Missouri chief justice: more drug courts for opioids fight
JEFFERSON CITY, Mo. (AP) — Missouri Chief Justice Zel Fischer called Wednesday for expanded drug treatment courts to help fight opioid misuse in the state.
Fischer told lawmakers gathered in the Missouri House for the annual State of the Judiciary speech that he expects treatment courts “will be on the front lines of the opioid battle.” But he said admission into programs has dropped an average of 23 percent since a 27 percent funding cut this fiscal year.
He added that there are now 15 counties without access to any type of treatment court.
“No doubt the success of our treatment courts has largely depended on the cooperation we have had from our partners in the Legislature,” Fischer said. “If we are to break the cycle of drugs and crime, every Missourian in need should have a treatment court program within reach.”
Fischer then pledged to work with lawmakers during the 2018 session to expand access to drug courts, which drew a standing ovation from lawmakers.

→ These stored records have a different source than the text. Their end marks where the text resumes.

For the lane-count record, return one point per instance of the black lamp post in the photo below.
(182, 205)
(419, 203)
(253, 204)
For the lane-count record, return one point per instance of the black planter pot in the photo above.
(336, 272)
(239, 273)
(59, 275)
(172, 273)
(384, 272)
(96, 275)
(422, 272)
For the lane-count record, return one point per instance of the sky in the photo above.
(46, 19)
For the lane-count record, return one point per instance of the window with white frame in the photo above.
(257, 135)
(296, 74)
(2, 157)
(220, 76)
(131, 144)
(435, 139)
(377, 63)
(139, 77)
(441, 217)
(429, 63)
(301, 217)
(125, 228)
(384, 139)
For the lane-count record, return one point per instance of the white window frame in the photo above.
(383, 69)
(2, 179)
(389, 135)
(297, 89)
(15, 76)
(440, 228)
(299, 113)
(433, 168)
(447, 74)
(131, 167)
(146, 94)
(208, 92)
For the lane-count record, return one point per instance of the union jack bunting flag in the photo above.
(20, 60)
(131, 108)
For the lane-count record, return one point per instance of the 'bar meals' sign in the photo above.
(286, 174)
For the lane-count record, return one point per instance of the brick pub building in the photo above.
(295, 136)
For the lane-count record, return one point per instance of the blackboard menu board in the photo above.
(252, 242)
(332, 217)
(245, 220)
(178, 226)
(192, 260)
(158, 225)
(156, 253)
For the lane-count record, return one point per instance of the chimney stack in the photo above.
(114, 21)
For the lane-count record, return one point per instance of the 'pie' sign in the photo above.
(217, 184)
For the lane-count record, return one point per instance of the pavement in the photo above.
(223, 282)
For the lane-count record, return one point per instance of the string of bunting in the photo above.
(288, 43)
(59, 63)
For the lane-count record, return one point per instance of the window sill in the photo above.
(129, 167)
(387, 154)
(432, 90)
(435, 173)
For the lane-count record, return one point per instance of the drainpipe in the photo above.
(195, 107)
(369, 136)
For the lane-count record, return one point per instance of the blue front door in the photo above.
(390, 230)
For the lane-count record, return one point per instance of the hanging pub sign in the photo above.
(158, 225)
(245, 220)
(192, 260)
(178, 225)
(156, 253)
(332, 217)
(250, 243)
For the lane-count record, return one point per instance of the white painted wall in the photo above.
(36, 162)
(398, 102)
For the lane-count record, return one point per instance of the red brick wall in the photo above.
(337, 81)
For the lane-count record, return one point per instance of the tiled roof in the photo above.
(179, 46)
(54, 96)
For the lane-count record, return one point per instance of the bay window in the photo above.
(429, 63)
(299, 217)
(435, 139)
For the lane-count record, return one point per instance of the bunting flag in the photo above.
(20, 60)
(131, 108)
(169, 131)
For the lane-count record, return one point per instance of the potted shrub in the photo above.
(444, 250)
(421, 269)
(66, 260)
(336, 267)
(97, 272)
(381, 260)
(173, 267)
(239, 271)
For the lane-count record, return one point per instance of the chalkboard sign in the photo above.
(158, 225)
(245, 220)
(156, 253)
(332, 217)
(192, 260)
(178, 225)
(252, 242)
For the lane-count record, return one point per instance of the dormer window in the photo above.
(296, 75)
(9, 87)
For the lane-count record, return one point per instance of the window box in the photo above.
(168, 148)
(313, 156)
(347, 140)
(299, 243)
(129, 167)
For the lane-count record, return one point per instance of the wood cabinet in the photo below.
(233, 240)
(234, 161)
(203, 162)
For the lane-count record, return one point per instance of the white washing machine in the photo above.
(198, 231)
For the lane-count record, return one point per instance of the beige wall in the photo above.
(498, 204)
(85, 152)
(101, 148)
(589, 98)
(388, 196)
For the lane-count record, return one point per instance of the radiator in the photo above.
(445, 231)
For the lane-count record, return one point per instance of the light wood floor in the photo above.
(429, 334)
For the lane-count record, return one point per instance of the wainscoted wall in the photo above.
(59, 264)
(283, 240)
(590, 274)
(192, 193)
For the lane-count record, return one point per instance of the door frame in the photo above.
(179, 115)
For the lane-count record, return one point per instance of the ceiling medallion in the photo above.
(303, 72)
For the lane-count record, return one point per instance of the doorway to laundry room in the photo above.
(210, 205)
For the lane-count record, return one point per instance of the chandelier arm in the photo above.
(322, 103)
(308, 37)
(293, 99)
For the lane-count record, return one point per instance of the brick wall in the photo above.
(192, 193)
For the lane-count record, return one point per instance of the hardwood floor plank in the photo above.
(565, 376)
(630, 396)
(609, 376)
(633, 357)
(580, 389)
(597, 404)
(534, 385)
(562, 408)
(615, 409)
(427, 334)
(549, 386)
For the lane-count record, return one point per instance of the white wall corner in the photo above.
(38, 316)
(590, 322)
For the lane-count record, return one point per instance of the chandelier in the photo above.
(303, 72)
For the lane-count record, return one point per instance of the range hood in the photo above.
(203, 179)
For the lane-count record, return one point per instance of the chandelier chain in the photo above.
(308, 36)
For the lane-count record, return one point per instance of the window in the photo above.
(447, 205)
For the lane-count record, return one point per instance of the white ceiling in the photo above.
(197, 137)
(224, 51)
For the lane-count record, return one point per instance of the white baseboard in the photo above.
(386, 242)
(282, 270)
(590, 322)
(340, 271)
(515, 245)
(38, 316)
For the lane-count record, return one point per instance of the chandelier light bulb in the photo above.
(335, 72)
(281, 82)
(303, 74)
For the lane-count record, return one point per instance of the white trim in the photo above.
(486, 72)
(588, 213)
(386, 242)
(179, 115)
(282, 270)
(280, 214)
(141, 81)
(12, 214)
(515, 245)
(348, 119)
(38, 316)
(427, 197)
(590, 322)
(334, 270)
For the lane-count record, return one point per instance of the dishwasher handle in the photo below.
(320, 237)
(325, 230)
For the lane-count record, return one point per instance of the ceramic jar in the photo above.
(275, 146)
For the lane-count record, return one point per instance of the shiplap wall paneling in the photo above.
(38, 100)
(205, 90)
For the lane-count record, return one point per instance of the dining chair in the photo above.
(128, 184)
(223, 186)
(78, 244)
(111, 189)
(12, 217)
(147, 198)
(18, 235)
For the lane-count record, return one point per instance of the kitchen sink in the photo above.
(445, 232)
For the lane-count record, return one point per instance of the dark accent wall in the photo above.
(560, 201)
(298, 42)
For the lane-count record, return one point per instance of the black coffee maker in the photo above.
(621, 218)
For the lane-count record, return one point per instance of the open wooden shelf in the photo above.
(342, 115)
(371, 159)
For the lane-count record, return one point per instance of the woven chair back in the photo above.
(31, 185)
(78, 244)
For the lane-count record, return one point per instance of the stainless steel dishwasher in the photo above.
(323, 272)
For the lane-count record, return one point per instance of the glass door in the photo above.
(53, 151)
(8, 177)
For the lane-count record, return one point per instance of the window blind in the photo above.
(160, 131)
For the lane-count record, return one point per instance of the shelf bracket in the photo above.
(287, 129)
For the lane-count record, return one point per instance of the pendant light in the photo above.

The chief justice also said a task force of judges, prosecutors and defense attorneys is working on recommendations to change the way bail is handled. His predecessor, Justice Patricia Breckenridge, also spoke to lawmakers about that last year.
Fischer said jails should be reserved for defendants who pose the most danger to communities or are most likely to run away, not those who are “simply too poor to post bail.”
He said even short jail stints can mean missing school, or losing jobs or housing.
Fischer also addressed concerns about prison overcrowding and growing spending on incarcerations. He said another Missouri task force is developing legislative proposals for lawmakers to consider.